Surely, a player of Howard's elite talent could and would perform to an even higher standard in a situation he doesn't resent, while surrounded with top-tier talent. He's never played with even one perennial All-Star, let alone three, like the Lakers would have if they were to sacrifice Bynum in a deal for Howard.
A worthy sacrifice, to be sure. Bynum is younger (by two years) and both have significant health concerns (i.e. Bynum's knees, Howard's back).
But whereas Bynum's effort waxes and wanes without rhyme or reason, particularly on the defensive end, Howard is as dependently dominant a center as there is on the planet.
And defense, as it happens, is precisely where LA needs the biggest boost. According to Team Rankings, the Lakers dropped from sixth in defensive efficiency in 2010-11 to 17th in 2011-12, even though the actual numbers involved shifted only marginally.
Still, the prospect of starting over with a new head coach, in Mike Brown, amidst roster uncertainty in a lockout-shortened season didn't help matters on that end. Neither did Bynum's enigmatic play, Kobe's aging, Metta World Peace's lack of fitness and the revolving door at point guard that saw Derek Fisher, Steve Blake and Ramon Sessions all struggle to defend their position.
Howard doesn't and wouldn't change all of that by himself, though his mere presence would be enough to reshape the Lakers' on-court dynamic, most notably on the defensive end. To say that Howard is a superior defender to Bynum is something of an understatement, to which Dwight's three Defensive Player of the Year awards and five All-Defensive honors will attest. Bynum is certainly big enough, tall enough and long enough to bother and block shots, but has yet to show the sort of commitment to doing so (not to mention the requisite skill and timing) that's made Howard the most intimidating interior force of his generation.

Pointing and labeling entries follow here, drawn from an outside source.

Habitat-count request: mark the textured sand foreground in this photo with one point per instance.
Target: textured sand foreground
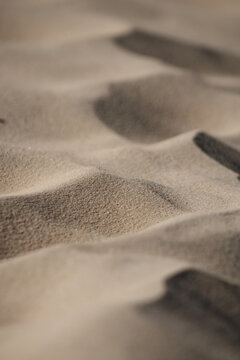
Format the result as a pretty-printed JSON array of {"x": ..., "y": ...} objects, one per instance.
[{"x": 119, "y": 180}]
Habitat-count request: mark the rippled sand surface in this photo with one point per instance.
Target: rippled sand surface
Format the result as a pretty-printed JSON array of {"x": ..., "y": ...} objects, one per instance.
[{"x": 119, "y": 180}]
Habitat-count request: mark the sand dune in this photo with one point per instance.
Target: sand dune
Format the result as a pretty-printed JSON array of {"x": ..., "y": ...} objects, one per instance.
[{"x": 119, "y": 186}]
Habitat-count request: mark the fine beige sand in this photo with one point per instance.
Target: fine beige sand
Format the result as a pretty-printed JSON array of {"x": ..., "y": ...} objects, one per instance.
[{"x": 120, "y": 180}]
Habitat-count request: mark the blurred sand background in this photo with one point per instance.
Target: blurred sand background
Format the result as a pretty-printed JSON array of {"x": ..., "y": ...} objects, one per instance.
[{"x": 120, "y": 179}]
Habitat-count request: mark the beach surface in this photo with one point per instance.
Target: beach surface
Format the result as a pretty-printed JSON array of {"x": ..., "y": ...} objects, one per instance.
[{"x": 119, "y": 180}]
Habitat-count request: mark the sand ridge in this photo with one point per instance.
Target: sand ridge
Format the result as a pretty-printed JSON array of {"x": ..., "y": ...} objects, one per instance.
[{"x": 119, "y": 180}]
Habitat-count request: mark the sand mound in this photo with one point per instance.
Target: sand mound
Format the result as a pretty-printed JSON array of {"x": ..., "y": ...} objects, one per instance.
[{"x": 119, "y": 180}]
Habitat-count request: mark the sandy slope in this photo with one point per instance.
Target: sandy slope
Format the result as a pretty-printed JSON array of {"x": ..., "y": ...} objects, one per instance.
[{"x": 120, "y": 145}]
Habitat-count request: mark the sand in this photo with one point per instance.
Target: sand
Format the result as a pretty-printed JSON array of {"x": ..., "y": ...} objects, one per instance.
[{"x": 119, "y": 182}]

Schematically, having a help defender of Howard's repute would allow the Lakers' perimeter players to apply more on-ball pressure and gamble for turnovers away from the basket, with Howard waiting at the rim to send back those who sneak by.
Which is bound to happen anyway, considering that Kobe is no longer the athletic, lockdown defender he once was and that Nash has never been in that category. That being said, both of LA's starting guards are smart and savvy enough to understand how to play the angles on defense and how best to funnel opposing players to a shot-blocker like Howard behind them.
Thanks to the dearth of offensively competent big men in today's NBA, Howard would likely have the luxury of committing himself to help defense on most nights, aside from those spent against scoring centers like Bynum and Brook Lopez.
Not that Howard isn't an offensive threat himself. You won't see him launching three-pointers like certain purple-and-gold-clad centers, though folks in Lakerland can certainly live with that, especially if Howard's proficient enough with his jump hook.
But where Howard might really shine is in the two-man game. Bryant, Nash and Gasol are all more than capable of playing pick-and-roll basketball with another big. Howard, too, has long been rumored to have affections for teaming up with a point guard like Nash, who's made stars out of powerful finishers like Amar'e Stoudemire and Marcin Gortat while turning the pick-and-roll into an art form over the years.
Don't forget, either, about Pau's proficiency as a passer and facilitator up front. He and Bynum were known to throw lobs to one another on a nightly basis, thereby helping the Lakers to outpace the "Lob City" Clippers in that very category last season.
In either case, it'd be fair to expect Howard—with his superhero-like leaping ability—to be a reliable finisher on the "oop" end of "alleys", as he has been for so long in Orlando.
In the grand scheme of things, it'd be difficult to imagine the Lakers simply running away and hiding from the rest of the NBA, even if they were to snag Howard from the Magic. To be sure, Las Vegas would probably install them as the odds-on favorites to lift the Larry O'Brien Trophy in 2013 should GM Mitch Kupchak pull off yet another blockbuster move.
Where will Dwight Howard be when the season starts?
That being said, they'll still have to contend with the ever-maturing Oklahoma City Thunder, the upgraded Clippers and the still-intact San Antonio Spurs and Memphis Grizzlies in the Western Conference alone. Not to mention the defending-champion Miami Heat (with Ray Allen coming off the bench), the reloaded Boston Celtics and the new-look Brooklyn Nets, among others, in the Eastern Conference.
For their own part, the Lakers would boast the best starting five in the league, but could still use some help for a bench that's still dangerously thin beyond Steve Blake, Jordan Hill and newcomer Antawn Jamison.
Nevertheless, just about any trade that lands Dwight Howard in purple and gold would put the Lakers front-and-center in the championship conversation, even in a league as loaded as the NBA is at present.
Whether Superman actually gets to team up with his Super Friends in LA this season (or in any other) is another story entirely.